At the outset, you must decide how you want to play, choosing arcade, pilot, or commander modes. From there, you choose from three factions: American, Soviet, or The Black Dogs, each faction offering 21 separate missions. Then you hop into one of eleven tanks and begin your quest to harness the alien technology. While no side plays much differently than the others, those seeking a truly involving battle simulation will enjoy the game's commander mode, which puts you in total control over unit deployment, strategy, and objectives. If you're just into blatant destruction, the arcade or pilot modes will fulfill any need for catharsis.
Battlezone: RotBD plays like a cross between San Francisco Rush, Battletanx, and Quake. Multiton tanks zoom along like souped-up Nissans, while weapons and ammunition expend themselves in amounts reminiscent of WW2. While that might not sound too realistic for a tank game, Battlezone: RotBD actually benefits from these nuances. There are a few slow and dumpy tanks for realism, while faster, more arcade-like models exist for those desiring a less frustrating experience. Though each tank is limited to a small selection of ammo and power-ups, the game's sniper mode offers you the ability to change/steal tanks often - letting gamers experience a greater number of weapons and tanks than were initially available.
Unlike the single-player missions, the multiplayer modes will leave you with a bad taste. The four-player deathmatch and race modes are bland and boring, offering little more than brief periods of excitement before depleting the attention span of all involved. The two-player strategy mode offers the potential for multivehicle battle, but it comes out as an even less-varied version of regular deathmatch, minus two other players. It's safe to say that gamers who complete all of the game's single-player missions will have no reason to pick the game up again. Of course, with more than 60 unique missions, this could be a long time coming.
Visually, Battlezone: RotBD impresses with diverse vehicles, lens flares, and a healthy dose of particle effects. The backgrounds, albeit spartan, are decently rendered and lack the oft-maligned fog that the Nintendo 64 is known for. The game isn't as pretty as its PC counterpart, and the sniper-mode visuals are laughable in comparison, but the game's graphical quality is definitely a cut above the rest. This doesn't hold true for the multiplayer modes though, as the fog and slowdown rush back in, almost as if to further deter any chance that you will try out the game's multiplayer offerings.
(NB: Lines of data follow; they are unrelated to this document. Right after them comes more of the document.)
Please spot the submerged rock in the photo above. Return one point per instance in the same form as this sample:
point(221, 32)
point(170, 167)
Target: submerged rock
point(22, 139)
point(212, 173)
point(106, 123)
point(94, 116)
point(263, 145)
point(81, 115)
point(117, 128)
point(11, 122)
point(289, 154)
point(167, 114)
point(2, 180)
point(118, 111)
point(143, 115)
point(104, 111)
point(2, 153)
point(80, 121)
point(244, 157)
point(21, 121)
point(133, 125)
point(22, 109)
Now that those aspects are out of the way, it's time to talk about sound. Actually, it's time to discuss the lack thereof. Single-player background music is repetitive, poor-quality MIDI, and in-game sound effects barely do the job of expressing the action. In addition, the multiplayer levels are so bereft of musical variety that one continues to wonder why they were included at all. In fact, for a 64-bit game, the audio is barely above 8-bit in quality.
Suffice it to say, Battlezone: Rise of the Black Dogs is a fun game with good looks that fails to deliver in terms of multiplayer support and audio quality. Anyone who enjoys the thought of space-tank combat coupled with an engaging plot will want to give this title a try, but those hoping to bring their friends in on the action will want to remain far, far away.